Mais qu’en est-il de la situation à l’extérieur du Canada?
On constate que la problématique de l’accès à la justice n’a pas des impacts qu’au Canada, mais également ailleurs dans le monde.
En premier lieu, voyons un aperçu de la situation dans d’autres systèmes de justice comparables au nôtre. D’une part, en Amérique du Nord, nos voisins du Sud sont également enfermés dans un système de justice à l’accès inégal et obtiennent ainsi une défense inefficace . D’ailleurs, on rapporte que 86% des citoyens américains ayant un faible revenu ne recevront pas d’aide juridique, sinon une aide inadéquate ou incomplète pour leur situation.
D’autre part, en Europe, la situation de la France est complètement différente . À l’opposé de la situation en Amérique du Nord, la société française n’est pas aux prises avec un problème d’accès à la justice. Le système de justice est gratuit et dit accessible à tous! La perception de l’accès à la justice comme un droit fondamental est forte en France et les politiques ministérielles sont mises en place pour promouvoir l’accès au droit et à la justice pour les citoyens. Bien que ce n’est qu’un aspect de la situation française, il est intéressant de voir ce qui se fait ailleurs.
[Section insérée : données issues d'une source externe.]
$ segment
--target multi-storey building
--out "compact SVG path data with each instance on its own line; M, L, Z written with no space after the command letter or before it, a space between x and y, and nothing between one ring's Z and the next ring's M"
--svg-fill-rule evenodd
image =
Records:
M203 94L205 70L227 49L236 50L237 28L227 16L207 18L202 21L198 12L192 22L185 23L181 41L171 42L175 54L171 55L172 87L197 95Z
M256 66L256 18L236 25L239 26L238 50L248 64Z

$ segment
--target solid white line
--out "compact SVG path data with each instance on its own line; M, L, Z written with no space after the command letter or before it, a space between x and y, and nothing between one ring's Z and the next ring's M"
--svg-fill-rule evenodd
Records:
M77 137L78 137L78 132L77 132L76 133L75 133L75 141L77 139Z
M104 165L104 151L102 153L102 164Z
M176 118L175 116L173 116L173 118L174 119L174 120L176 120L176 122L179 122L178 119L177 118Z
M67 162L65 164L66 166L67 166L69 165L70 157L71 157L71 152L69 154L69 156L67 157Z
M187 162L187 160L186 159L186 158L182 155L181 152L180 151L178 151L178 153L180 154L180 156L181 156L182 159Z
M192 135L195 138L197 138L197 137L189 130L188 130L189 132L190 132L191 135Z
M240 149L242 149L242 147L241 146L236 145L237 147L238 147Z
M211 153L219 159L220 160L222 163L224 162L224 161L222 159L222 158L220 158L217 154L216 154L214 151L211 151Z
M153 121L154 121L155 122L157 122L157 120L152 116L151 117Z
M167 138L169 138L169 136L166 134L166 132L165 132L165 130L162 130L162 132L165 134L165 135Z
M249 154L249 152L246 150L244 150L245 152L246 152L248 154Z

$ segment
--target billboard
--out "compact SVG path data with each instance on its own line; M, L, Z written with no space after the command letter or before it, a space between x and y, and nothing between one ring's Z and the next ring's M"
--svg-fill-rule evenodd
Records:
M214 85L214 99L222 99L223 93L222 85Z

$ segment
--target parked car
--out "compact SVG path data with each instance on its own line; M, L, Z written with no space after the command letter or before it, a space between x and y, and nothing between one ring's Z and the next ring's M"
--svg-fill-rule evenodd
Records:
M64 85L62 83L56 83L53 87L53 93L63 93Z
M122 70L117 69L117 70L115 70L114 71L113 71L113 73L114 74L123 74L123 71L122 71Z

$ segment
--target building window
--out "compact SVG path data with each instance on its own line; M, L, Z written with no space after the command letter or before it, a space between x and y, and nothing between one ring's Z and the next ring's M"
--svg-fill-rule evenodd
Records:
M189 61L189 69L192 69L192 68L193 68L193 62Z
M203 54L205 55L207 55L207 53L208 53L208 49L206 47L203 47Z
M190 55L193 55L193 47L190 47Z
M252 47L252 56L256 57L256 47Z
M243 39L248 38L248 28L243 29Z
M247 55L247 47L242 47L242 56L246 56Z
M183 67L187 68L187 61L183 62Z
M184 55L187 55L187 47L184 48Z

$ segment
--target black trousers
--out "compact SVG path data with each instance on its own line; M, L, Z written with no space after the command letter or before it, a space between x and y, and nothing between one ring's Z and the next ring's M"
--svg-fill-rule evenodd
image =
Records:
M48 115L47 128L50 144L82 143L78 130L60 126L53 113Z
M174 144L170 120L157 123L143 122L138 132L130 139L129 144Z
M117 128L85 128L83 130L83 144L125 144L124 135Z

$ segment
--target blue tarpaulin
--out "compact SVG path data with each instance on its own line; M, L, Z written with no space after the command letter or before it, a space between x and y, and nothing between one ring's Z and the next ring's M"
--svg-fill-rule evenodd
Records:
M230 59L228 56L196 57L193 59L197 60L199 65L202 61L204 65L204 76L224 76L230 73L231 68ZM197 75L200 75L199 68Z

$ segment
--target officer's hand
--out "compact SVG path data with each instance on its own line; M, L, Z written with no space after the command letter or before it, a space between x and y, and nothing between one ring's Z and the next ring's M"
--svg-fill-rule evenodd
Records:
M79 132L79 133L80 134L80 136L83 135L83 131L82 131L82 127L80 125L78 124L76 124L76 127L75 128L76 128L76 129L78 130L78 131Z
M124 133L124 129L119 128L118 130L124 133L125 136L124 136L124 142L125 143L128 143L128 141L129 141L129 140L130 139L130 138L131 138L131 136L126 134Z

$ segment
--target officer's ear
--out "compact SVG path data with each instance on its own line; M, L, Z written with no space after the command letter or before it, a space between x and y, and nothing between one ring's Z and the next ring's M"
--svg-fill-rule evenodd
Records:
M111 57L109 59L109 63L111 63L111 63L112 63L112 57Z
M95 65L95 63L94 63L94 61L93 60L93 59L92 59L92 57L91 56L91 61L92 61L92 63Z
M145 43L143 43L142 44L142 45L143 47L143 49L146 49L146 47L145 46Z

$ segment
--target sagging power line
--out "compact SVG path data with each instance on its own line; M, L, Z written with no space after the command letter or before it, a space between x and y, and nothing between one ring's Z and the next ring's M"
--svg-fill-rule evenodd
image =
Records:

En second lieu, dans des systèmes de justice complètement différents du nôtre, avec des problématiques particulières, comme en Afrique, le problème de l’accès à la justice prend une toute autre ampleur. La plupart de citoyens ne connaissent pas l’existence de leur système de justice, qui, lui, présente de sévères lacunes. Pour ceux dont son existence n’est pas inconnue, son accès s’avère difficile, voire impossible. À cela, on ajoute le fait que les Africains se méfient de leur système juridique. Et ils n’ont pas tort! Effectivement, les problèmes sont nombreux : juges corrompus (ou perçus comme tel), ressources insuffisantes, procédures lourdes et complexes ainsi que pressions politiques, administratives et sociologiques . C’est dire que l’accès à la justice est peut-être le moindre de leurs problèmes! En effet, il est difficile d’avoir confiance en un système inaccessible présentant autant de difficulté à être impartial et à être structuré afin de rendre justice comme il se doit.
En bref, une société ne peut fonctionner sans un système de justice accessible pour tous. Et pourtant, il s’agit d’un problème ayant été négligé pendant trop longtemps. C’est un problème de société universel auquel nous devons nous attaquer en tant qu’État, ville, municipalité, institution, mais également individu. Chaque personne peut et doit faire sa part pour rendre la justice accessible.